Она прошла по оружейной, касаясь крышек сундуков, и наконец щёлкнула замком. В промасленной тряпице лежали тонкая кольчуга и лёгкий нагрудник с наплечниками — отцовский свадебный подарок. Кто знал, что он пригодится не только для того, чтобы наблюдать за турнирами?
Доспех скрыл соблазнительные изгибы и сделал фигуру более массивной. Элеонора дважды пересекла просторную комнату, чтобы привыкнуть. Невесомое на вид плетение легло на плечи заметной тяжестью.
— Меч, госпожа? — одна из служанок протянула узкий клинок в изящно отделанных ножнах.
Рукоять удобно устроилась в ладони. Элеонора сделала взмах, другой… Нечего было и думать, что она сможет выстоять против опытного воина, но все же выученные в детстве движения дарили стойкую иллюзию силы.
— Подайте кинжал, — она с сожалением отложила клинок. — Меч — мужское оружие.
Перед тем, как покинуть оружейную, Элеонора оглядела себя в большом тусклом зеркале и удовлетворённо кивнула.

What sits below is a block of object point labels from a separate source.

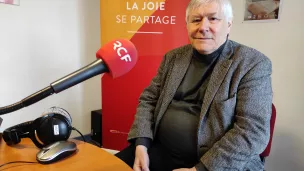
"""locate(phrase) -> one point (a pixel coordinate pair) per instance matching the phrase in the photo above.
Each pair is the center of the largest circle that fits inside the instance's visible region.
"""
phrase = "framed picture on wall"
(262, 10)
(11, 2)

Кинжал затерялся среди ключей и поясных сумок, а кольчуга едва виднелась в разрезе меховой накидки. Так и должна выглядеть примерная жена, желающая поддержать мужа и свой народ в непростое военное время.
***
На замковой стене пронизывающий северный ветер ощущался особенно сильно. Эслинг, Элеонора и Ардерик прятались от него за зубцом стены, изредка выглядывая, чтобы осмотреть пустошь. Верен стоял поодаль, стараясь не дрожать от холода и не слишком заглядываться на раскрасневшихся от мороза служанок баронессы. С пустоши доносился звон топоров — северяне ещё вчера свалили с десяток молодых сосен и сколачивали большой камнемёт.
Элеонора повела плечами под меховой накидкой, пытаясь не столько согреться, сколько облегчить тяжесть кольчуги. Она и забыла, как давит воинское облачение. С тщательно скрываемой завистью взглянула на Ардерика и Верена — эти двое держались столь уверенно и непринужденно, будто родились в доспехах — и отвернулась, поймав настороженный взгляд мужа. Когда-то ведь и он носил латы без этих позорных длинных ремней и даже сражался на турнире, устроенном в честь их помолвки… Вспомнить бы, с кем он преломлял копьё?.. Тогда ее слишком занимал предстоящий отъезд на Север. Тогда ее устраивало, что Тенрик определённо был рожден для мирных и сытых времён, когда от правителя требовалось понимать в сортах шерсти и уметь ровно провести первую борозду на весеннем поле. Но сейчас этого было недостаточно, совершенно недостаточно.